Last month, Lloyd Davis gave two performances at the Centre for Creative Collaboration, telling stories from his recent trip – sorry, social art project to the States, “Please Look After this Englishman”.
Today, he set off on his next project: an unplanned, working journey around the UK, led by the contacts, leads and ideas generated from social media.
Lloyd’s performance was very enjoyable – he is a good storyteller – and thought-provoking. I meant to write about it, but my own social art project – sorry, trip up north got in the way, and I didn’t get around to it. Until now.
I won’t tell my own versions of Lloyd’s tales – you’ll have to see him for those – but some of issues he raised. Lloyd travelled from San Francisco to New York, guided by his social media contacts (with the proviso that he needed to stop off at South by Southwest Interactive in Austin, Texas). His contacts prompted his route, where and with whom he stayed, and even how (and by whom) he was entertained. We are clearly a perverse bunch: he was directed north from San Francisco to Seattle, west to Wisconsin and then south to Austin, before heading back north to Maine and finally New York. Not the most direct route – although that wasn’t really the point of the project.
His contacts – largely his online friends, friends of friends, and friends of friends of friends – became his safety network. (It would be interesting to know how many degrees of separation this network extended, but of course anyone can become a one-degree of separation friend online with the click of a mouse.) They put him in touch with people and places, and occasionally the net broke: he found the extent of his network when it was overstretched and vague contacts wondered who the hell this guy was and what he wanted.

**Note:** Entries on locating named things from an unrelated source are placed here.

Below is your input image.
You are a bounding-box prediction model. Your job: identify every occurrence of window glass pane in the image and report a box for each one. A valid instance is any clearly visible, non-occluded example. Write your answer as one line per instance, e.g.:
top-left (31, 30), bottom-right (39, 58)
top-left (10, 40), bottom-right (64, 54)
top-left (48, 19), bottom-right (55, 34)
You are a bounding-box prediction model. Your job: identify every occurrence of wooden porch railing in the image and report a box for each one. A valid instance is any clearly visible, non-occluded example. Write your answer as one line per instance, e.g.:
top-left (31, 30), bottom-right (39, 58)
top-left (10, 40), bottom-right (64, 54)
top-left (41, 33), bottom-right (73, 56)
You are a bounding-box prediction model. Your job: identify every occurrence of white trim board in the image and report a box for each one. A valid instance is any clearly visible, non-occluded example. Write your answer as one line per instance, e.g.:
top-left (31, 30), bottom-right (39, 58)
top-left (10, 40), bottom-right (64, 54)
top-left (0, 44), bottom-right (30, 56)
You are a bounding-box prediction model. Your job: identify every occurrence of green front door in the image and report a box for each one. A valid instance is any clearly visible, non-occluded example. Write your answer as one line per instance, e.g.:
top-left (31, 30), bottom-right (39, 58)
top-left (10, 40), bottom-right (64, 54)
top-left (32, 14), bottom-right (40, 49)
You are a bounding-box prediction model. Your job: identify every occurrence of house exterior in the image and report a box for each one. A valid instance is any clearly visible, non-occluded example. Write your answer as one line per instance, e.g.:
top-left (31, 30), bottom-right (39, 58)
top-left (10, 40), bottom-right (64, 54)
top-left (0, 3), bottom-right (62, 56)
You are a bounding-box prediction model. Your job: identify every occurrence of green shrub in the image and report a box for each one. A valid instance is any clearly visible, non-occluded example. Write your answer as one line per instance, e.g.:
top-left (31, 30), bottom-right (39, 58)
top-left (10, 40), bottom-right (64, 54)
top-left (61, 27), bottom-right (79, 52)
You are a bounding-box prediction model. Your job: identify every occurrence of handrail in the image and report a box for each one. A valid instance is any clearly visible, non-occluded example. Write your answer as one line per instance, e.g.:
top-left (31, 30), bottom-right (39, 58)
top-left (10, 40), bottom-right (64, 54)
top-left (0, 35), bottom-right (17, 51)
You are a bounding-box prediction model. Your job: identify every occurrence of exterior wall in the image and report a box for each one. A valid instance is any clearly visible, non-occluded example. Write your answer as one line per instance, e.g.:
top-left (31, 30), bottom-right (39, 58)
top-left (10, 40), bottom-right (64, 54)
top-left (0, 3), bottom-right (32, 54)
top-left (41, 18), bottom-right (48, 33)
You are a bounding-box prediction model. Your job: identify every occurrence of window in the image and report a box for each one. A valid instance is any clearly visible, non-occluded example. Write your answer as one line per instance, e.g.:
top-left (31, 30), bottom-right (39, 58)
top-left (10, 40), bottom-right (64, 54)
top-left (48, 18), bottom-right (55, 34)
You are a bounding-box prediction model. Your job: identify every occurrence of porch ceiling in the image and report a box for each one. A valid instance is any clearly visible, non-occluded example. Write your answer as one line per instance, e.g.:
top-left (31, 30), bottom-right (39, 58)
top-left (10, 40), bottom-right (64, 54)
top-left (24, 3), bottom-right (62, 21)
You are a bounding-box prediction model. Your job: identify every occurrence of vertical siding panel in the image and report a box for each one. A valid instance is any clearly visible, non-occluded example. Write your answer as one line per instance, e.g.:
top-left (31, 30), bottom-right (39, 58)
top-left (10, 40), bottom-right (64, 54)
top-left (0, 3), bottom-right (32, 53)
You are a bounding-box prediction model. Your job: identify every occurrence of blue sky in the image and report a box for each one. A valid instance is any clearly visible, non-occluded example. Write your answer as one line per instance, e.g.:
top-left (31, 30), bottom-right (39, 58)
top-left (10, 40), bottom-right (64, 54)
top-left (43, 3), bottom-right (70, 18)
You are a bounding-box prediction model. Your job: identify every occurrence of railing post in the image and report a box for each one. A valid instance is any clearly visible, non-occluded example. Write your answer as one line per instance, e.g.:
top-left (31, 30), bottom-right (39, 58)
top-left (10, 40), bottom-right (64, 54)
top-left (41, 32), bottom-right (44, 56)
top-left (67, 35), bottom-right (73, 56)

It seems to me that this was an exercise in realising “social capital” (a phrase Lloyd used, too) – but also it made me think what a bad term social capital is. It is of course a metaphor, a way of conceptualising the value of a social network as one might value the capital built up by an enterprise.
But a balance sheet or bank account isn’t the right model for this concept. Social capital is not spent: indeed, using social capital – as Lloyd did, by meeting and conversing with his many connections – actually creates more social capital, rather than depleting it. The highly intangible – and possibly volatile – nature of social capital mean it isn’t something that we can consciously build a stock of.
It is clearly something that is created through social interaction and social acts. Sharing something on Twitter, writing a blog post (perhaps even this…), meeting new people, introducing others – all these things (and more!) can create value within a network.
It isn’t a zero sum game – there isn’t a finite amount in an account in which we can measure the rise or fall as a result of our actions. Or inaction – I am sure that my social capital decreases when I have quiet periods on twitter or fail to post to this blog for a month or so (an all too frequent occurrence). It isn’t static.
I’m not sure where this gets us, aside from a belief that borrowing the metaphor from a financial concept is less than helpful. Is there a better term that more adequately explains the ephemeral nature of social capital? I’m not sure that I can think of one – at least, not yet.